If $A$ is an orthogonal real matrix that commutes with all orthogonal matrices then $A$ is a scalar multiple of identity matrix. If $A$ is an orthogonal real matrix that commutes with all orthogonal matrices then $A$ is a scalar multiple of identity matrix.
I was able to prove the previous part of the question which is the following:
If $A$ is a "symmetric" real matrix that commutes with all orthogonal matrices then $A$ is a scalar multiple of identity matrix.
 A: If $A$ commutes with every orthogonal matrix, then it commutes with every Householder matrix.  That is, for every unit-vector $x$, we have $A(I - 2xx^T) = (I - 2xx^TA)$.  That is, for every unit vector $x$, we have
$$
A(I - 2xx^T) = (I - 2xx^TA) \iff\\
A - 2(Ax)x^T = A - 2x(x^TA) \iff\\
2(Ax)x^T = 2x(x^TA) \iff\\
(Ax)x^T = x(x^TA)
$$
Note that the column-space of the first matrix is spanned by $Ax$, and the column-space of the second matrix is spanned by $x$.  So, in order for these matrices to be the same, $Ax$ needs to be a multiple of $x$ for every possible $x$.  That is, every unit vector $x$ is an eigenvector of $A$.

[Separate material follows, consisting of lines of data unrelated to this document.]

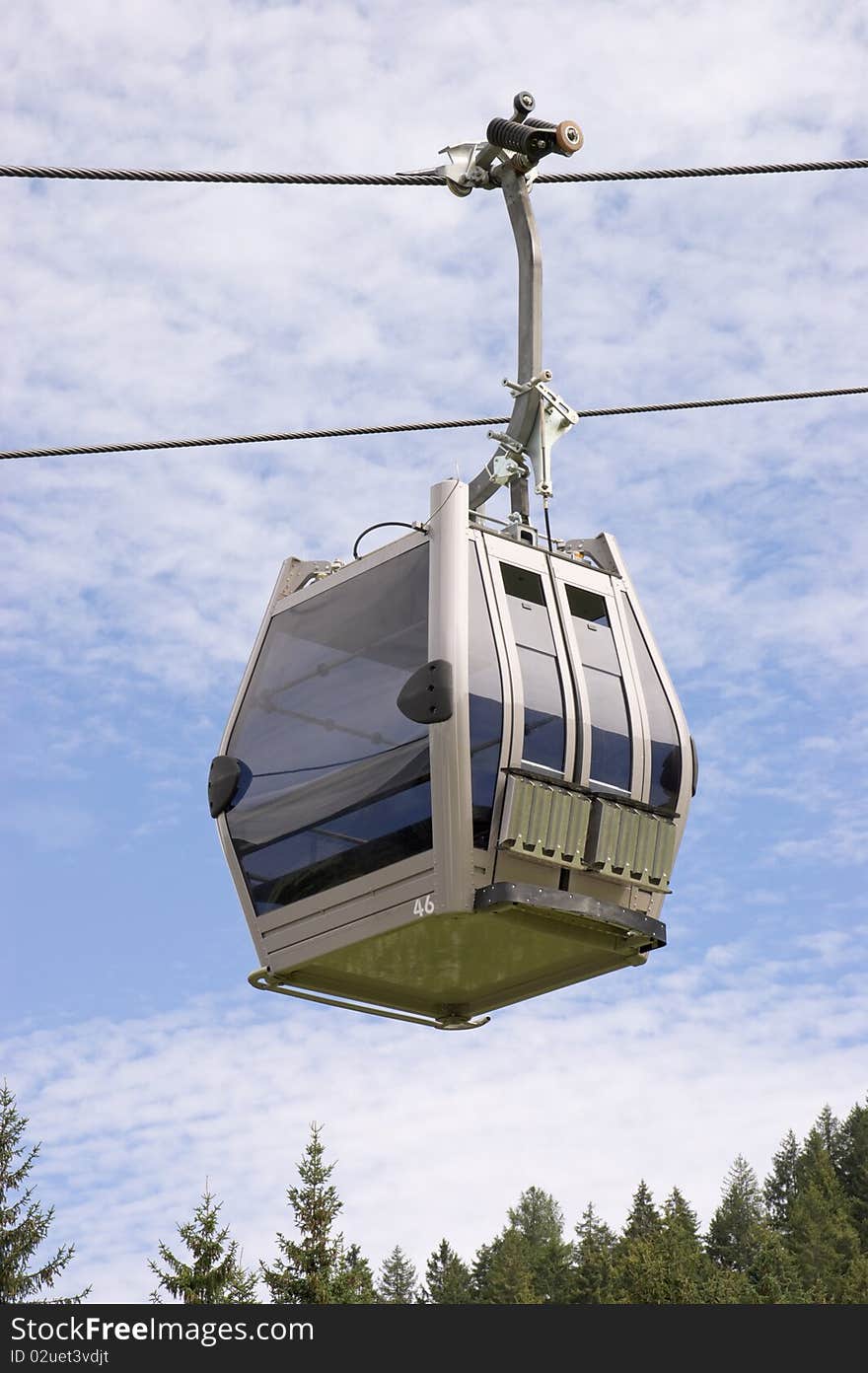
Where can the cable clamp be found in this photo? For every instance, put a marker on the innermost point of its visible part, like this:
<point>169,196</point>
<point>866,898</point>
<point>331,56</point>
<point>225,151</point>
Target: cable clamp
<point>552,420</point>
<point>508,462</point>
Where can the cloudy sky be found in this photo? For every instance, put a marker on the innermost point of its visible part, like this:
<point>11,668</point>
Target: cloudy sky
<point>133,585</point>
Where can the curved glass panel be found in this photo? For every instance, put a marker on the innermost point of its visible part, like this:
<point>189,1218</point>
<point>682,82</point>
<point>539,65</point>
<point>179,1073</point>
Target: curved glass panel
<point>485,707</point>
<point>544,731</point>
<point>336,778</point>
<point>665,749</point>
<point>612,757</point>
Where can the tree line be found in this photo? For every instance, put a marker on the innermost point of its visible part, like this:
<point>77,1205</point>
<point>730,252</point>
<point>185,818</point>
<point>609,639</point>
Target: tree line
<point>798,1237</point>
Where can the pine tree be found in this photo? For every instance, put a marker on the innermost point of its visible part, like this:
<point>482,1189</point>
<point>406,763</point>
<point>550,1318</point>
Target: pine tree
<point>742,1242</point>
<point>851,1169</point>
<point>539,1219</point>
<point>734,1230</point>
<point>398,1284</point>
<point>354,1284</point>
<point>643,1219</point>
<point>822,1237</point>
<point>503,1271</point>
<point>448,1281</point>
<point>660,1260</point>
<point>594,1261</point>
<point>780,1184</point>
<point>24,1223</point>
<point>214,1275</point>
<point>316,1267</point>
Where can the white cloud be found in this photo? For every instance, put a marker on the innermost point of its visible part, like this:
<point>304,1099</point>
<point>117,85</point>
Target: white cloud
<point>664,1075</point>
<point>133,585</point>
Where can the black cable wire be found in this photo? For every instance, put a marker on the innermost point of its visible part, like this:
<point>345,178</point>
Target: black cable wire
<point>732,399</point>
<point>382,524</point>
<point>409,178</point>
<point>671,174</point>
<point>409,428</point>
<point>226,178</point>
<point>248,438</point>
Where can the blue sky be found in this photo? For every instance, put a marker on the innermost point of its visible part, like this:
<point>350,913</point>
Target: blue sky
<point>133,585</point>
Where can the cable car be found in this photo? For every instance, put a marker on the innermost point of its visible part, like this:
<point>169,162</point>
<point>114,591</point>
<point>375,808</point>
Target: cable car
<point>456,772</point>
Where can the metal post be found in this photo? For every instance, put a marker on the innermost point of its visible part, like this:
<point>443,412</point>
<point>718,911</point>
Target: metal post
<point>529,332</point>
<point>450,742</point>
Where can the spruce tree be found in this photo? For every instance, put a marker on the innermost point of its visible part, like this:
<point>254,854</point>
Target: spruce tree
<point>643,1219</point>
<point>594,1261</point>
<point>735,1225</point>
<point>24,1223</point>
<point>316,1267</point>
<point>213,1274</point>
<point>822,1236</point>
<point>354,1284</point>
<point>398,1281</point>
<point>851,1169</point>
<point>780,1184</point>
<point>448,1281</point>
<point>742,1242</point>
<point>503,1271</point>
<point>660,1260</point>
<point>539,1219</point>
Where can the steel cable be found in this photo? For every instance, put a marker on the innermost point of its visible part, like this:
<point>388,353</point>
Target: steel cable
<point>411,428</point>
<point>409,178</point>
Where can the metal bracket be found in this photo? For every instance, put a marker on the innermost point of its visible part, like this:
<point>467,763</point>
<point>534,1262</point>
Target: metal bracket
<point>552,420</point>
<point>598,548</point>
<point>298,573</point>
<point>265,980</point>
<point>508,160</point>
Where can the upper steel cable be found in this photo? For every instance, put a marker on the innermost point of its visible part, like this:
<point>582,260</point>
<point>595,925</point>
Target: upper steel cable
<point>406,179</point>
<point>411,428</point>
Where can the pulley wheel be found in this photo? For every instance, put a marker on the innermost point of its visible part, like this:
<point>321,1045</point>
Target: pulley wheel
<point>569,136</point>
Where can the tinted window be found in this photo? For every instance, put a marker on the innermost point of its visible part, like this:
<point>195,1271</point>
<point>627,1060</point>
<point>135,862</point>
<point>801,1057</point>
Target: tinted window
<point>665,752</point>
<point>336,778</point>
<point>544,732</point>
<point>610,731</point>
<point>485,707</point>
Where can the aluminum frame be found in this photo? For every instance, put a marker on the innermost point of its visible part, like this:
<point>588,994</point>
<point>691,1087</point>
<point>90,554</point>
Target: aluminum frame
<point>308,948</point>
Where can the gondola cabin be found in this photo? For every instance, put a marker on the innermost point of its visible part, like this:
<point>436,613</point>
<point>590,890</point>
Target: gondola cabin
<point>456,773</point>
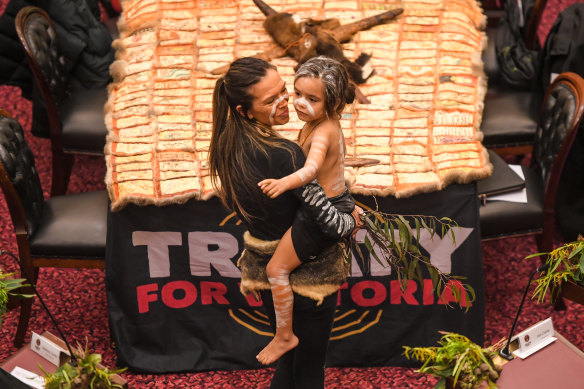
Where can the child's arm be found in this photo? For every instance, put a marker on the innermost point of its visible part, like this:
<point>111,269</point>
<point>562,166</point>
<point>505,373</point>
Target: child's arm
<point>314,161</point>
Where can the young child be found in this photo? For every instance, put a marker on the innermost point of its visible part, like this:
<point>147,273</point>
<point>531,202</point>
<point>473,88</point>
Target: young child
<point>321,91</point>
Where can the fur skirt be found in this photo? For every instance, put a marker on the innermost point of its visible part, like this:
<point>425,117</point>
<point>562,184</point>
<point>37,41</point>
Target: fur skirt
<point>315,279</point>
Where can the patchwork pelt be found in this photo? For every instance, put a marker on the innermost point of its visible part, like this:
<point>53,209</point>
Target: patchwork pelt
<point>315,279</point>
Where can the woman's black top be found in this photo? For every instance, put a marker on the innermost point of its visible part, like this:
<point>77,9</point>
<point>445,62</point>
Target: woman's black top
<point>272,217</point>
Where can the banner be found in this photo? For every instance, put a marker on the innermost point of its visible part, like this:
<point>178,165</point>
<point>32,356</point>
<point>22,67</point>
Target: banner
<point>175,306</point>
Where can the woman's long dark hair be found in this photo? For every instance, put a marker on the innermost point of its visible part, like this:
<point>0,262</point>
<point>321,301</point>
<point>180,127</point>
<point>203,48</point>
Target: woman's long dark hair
<point>236,137</point>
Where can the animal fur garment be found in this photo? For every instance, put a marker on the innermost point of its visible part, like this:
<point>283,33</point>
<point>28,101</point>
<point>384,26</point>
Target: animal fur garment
<point>315,279</point>
<point>422,127</point>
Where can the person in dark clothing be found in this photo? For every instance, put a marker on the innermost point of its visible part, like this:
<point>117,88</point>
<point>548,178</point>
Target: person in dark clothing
<point>84,43</point>
<point>244,150</point>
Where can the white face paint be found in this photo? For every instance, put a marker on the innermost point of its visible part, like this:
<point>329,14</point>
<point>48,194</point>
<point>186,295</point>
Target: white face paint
<point>275,106</point>
<point>305,104</point>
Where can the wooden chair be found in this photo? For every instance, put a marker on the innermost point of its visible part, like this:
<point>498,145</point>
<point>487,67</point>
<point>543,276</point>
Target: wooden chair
<point>559,121</point>
<point>64,231</point>
<point>76,119</point>
<point>509,118</point>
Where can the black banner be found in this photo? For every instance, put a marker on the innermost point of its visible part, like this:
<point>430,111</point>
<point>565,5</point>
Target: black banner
<point>175,306</point>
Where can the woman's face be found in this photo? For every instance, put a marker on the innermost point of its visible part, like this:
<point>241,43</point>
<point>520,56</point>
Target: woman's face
<point>309,99</point>
<point>270,100</point>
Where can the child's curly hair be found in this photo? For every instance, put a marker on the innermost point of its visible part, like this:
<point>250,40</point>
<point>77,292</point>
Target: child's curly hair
<point>338,90</point>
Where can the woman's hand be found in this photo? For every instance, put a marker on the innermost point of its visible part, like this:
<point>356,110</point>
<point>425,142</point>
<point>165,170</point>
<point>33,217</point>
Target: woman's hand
<point>274,188</point>
<point>357,212</point>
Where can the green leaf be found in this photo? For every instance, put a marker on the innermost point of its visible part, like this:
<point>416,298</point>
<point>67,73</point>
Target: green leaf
<point>440,384</point>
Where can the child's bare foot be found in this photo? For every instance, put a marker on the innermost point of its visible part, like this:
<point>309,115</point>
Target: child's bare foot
<point>276,348</point>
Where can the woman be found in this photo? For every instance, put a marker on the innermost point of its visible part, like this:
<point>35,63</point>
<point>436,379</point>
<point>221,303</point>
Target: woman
<point>244,150</point>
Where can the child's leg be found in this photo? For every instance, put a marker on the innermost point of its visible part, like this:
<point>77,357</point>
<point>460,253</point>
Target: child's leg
<point>278,270</point>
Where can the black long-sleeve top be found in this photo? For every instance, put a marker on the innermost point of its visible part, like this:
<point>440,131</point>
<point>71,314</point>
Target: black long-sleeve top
<point>272,217</point>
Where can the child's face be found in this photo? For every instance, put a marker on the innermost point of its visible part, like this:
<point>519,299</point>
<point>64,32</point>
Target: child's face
<point>309,99</point>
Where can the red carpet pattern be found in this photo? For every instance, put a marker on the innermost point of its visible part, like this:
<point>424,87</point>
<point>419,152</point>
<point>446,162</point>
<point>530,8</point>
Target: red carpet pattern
<point>77,298</point>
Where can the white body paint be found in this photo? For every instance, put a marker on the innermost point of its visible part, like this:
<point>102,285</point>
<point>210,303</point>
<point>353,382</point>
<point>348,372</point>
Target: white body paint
<point>305,103</point>
<point>339,184</point>
<point>283,297</point>
<point>275,106</point>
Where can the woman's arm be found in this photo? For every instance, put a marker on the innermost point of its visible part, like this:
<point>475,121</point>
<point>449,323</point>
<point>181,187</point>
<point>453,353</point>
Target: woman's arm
<point>314,161</point>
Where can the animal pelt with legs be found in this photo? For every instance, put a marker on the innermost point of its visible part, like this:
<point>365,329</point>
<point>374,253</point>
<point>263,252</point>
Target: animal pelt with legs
<point>309,38</point>
<point>304,39</point>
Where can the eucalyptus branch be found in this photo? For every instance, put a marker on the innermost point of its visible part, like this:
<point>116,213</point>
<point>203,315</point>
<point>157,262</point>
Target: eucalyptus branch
<point>8,287</point>
<point>459,359</point>
<point>396,244</point>
<point>565,263</point>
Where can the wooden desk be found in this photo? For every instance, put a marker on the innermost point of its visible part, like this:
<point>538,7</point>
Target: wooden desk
<point>558,365</point>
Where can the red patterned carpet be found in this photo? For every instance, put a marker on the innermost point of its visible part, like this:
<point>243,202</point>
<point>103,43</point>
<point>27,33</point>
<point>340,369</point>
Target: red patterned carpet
<point>77,298</point>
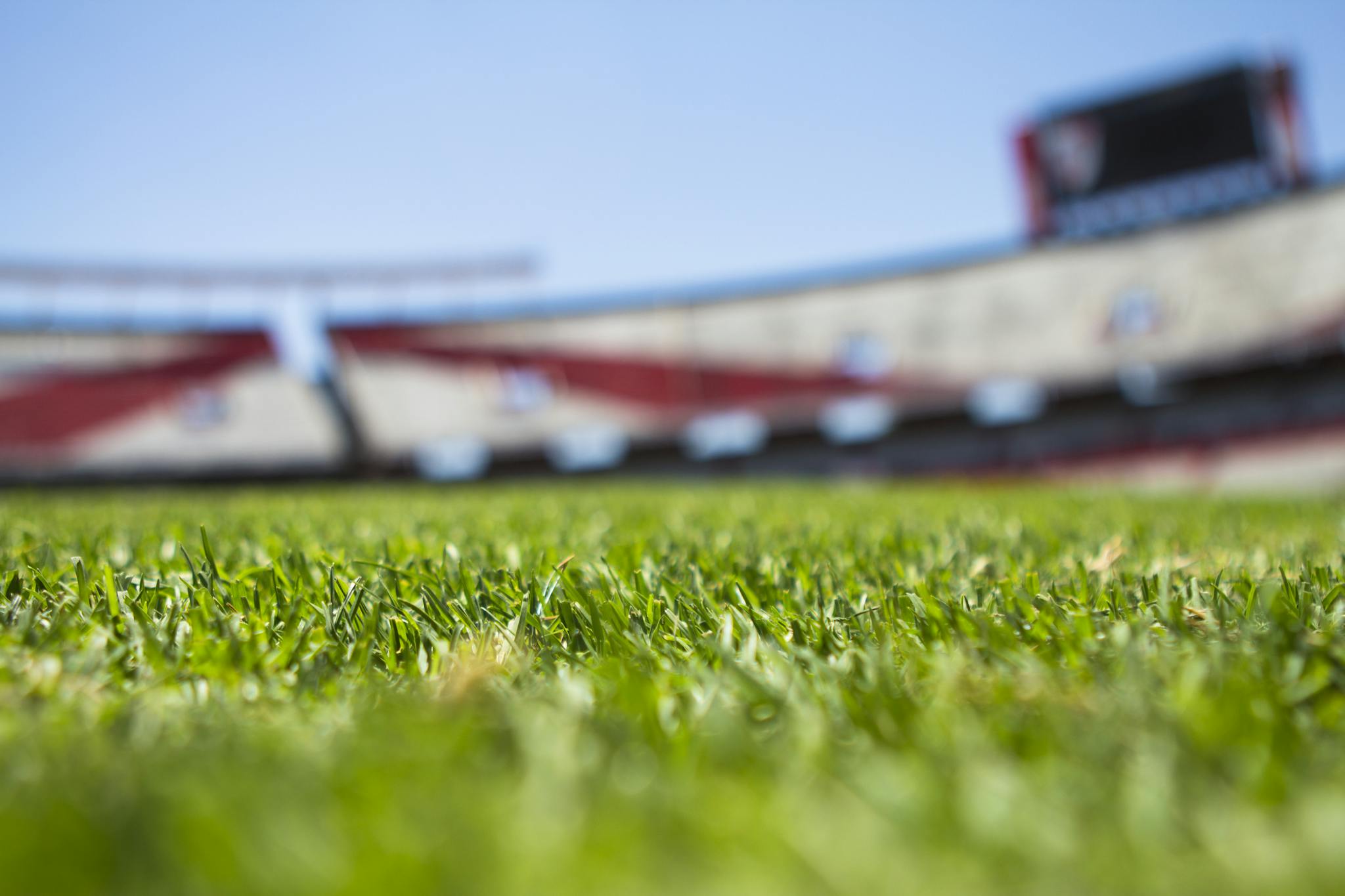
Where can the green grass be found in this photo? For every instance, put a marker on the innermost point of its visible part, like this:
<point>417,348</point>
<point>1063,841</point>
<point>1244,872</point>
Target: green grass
<point>768,689</point>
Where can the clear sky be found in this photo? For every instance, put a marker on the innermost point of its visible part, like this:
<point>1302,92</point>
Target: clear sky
<point>628,144</point>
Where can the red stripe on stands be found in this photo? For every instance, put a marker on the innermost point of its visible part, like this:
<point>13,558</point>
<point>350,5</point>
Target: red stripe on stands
<point>49,410</point>
<point>653,383</point>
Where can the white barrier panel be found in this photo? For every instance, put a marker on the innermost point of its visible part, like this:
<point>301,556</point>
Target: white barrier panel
<point>861,418</point>
<point>588,448</point>
<point>1003,402</point>
<point>452,459</point>
<point>725,435</point>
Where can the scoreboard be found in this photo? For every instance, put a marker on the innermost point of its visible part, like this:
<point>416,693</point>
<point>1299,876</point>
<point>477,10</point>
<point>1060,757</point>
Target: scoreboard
<point>1200,146</point>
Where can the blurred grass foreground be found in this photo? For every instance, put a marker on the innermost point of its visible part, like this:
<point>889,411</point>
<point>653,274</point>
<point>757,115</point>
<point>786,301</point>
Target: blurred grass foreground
<point>767,689</point>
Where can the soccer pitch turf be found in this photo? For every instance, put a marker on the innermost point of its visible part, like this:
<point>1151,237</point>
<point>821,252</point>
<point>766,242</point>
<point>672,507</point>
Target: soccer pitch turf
<point>767,688</point>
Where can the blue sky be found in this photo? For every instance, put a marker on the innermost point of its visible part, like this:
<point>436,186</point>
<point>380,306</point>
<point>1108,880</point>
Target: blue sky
<point>627,144</point>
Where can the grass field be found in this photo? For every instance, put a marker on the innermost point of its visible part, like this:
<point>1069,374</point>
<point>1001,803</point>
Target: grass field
<point>768,689</point>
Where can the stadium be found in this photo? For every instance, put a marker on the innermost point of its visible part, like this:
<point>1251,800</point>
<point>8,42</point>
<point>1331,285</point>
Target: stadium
<point>1007,567</point>
<point>1178,320</point>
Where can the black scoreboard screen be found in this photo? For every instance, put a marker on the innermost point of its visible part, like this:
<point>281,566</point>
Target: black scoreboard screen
<point>1195,147</point>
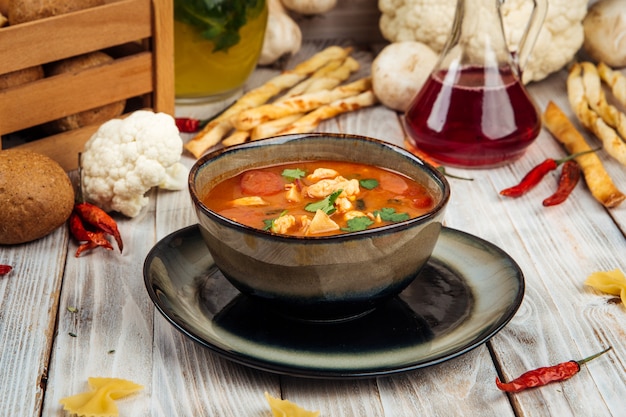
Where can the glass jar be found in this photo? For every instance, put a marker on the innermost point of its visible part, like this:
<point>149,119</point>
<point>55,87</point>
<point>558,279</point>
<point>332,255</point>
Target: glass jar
<point>216,46</point>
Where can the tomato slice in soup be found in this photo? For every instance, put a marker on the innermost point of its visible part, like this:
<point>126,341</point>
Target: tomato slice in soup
<point>261,183</point>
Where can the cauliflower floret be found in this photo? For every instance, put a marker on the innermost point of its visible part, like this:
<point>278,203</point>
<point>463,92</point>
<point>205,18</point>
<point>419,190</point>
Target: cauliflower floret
<point>125,158</point>
<point>430,22</point>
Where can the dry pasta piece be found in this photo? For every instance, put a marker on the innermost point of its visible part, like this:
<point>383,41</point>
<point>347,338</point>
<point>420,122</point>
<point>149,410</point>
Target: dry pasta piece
<point>250,118</point>
<point>100,401</point>
<point>611,141</point>
<point>215,130</point>
<point>285,408</point>
<point>310,121</point>
<point>598,180</point>
<point>610,282</point>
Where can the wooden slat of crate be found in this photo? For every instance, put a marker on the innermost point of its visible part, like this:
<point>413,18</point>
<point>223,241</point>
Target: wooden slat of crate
<point>73,92</point>
<point>63,36</point>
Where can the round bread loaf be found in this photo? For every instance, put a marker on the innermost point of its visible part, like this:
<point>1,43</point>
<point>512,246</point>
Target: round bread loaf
<point>98,115</point>
<point>36,196</point>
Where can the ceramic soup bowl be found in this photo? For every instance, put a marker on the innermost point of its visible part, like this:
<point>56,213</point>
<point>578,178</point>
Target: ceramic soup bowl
<point>318,278</point>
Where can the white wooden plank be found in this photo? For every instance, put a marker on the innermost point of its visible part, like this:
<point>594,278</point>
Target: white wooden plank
<point>28,305</point>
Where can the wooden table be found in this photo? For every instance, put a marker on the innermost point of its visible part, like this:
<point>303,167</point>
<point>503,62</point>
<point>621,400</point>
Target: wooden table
<point>48,352</point>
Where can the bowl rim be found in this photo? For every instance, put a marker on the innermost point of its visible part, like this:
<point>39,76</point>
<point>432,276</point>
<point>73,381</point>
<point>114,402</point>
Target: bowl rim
<point>278,140</point>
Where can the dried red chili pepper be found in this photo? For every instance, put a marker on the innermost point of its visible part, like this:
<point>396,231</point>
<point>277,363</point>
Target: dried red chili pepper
<point>91,239</point>
<point>542,376</point>
<point>535,175</point>
<point>187,124</point>
<point>570,175</point>
<point>100,219</point>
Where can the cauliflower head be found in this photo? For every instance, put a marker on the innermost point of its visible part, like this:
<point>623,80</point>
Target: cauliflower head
<point>430,22</point>
<point>125,158</point>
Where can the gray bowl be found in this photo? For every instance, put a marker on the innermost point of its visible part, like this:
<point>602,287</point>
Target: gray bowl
<point>318,278</point>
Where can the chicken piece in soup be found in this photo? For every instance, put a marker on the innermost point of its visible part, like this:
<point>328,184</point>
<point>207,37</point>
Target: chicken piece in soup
<point>319,198</point>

This can only happen if $A$ is a multiple of the identity; the conclusion follows.

Once we have $Axx^T = xx^TA$, another option is to use explicit matrix computation.  If we take $x$ to be one of the standard basis vectors $e_1,e_2,\dots,e_n$, then we find that
$$
Axx^T = xx^TA \implies (Ae_j)e_j^T = e_j(e_j^TA) \implies\\
\pmatrix{a_{1j}\\ \vdots \\ a_{nj}} e_j^T = e_j \pmatrix{a_{j1} & \cdots & a_{jn}} \implies\\
\pmatrix{0&&a_{1j}&&0\\ \vdots & \cdots & \vdots & \cdots & \vdots \\ 0&&a_{nj}&&0} = 
\pmatrix{0 & \cdots & 0\\
&\vdots\\
a_{j1} & \cdots & a_{jn}\\
& \vdots \\
0 & \cdots & 0}
$$
In order for this to hold for any $j$ from $1$ to $n$, it must be the case that $a_{ij} = 0$ whenever $i \neq j$.  That is, $A$ must be a diagonal matrix.
In order to deduce that the diagonal entries of $A$ are the same, it suffices to check what happens when we plug in $x = e_i + e_j$ for $i \neq j$.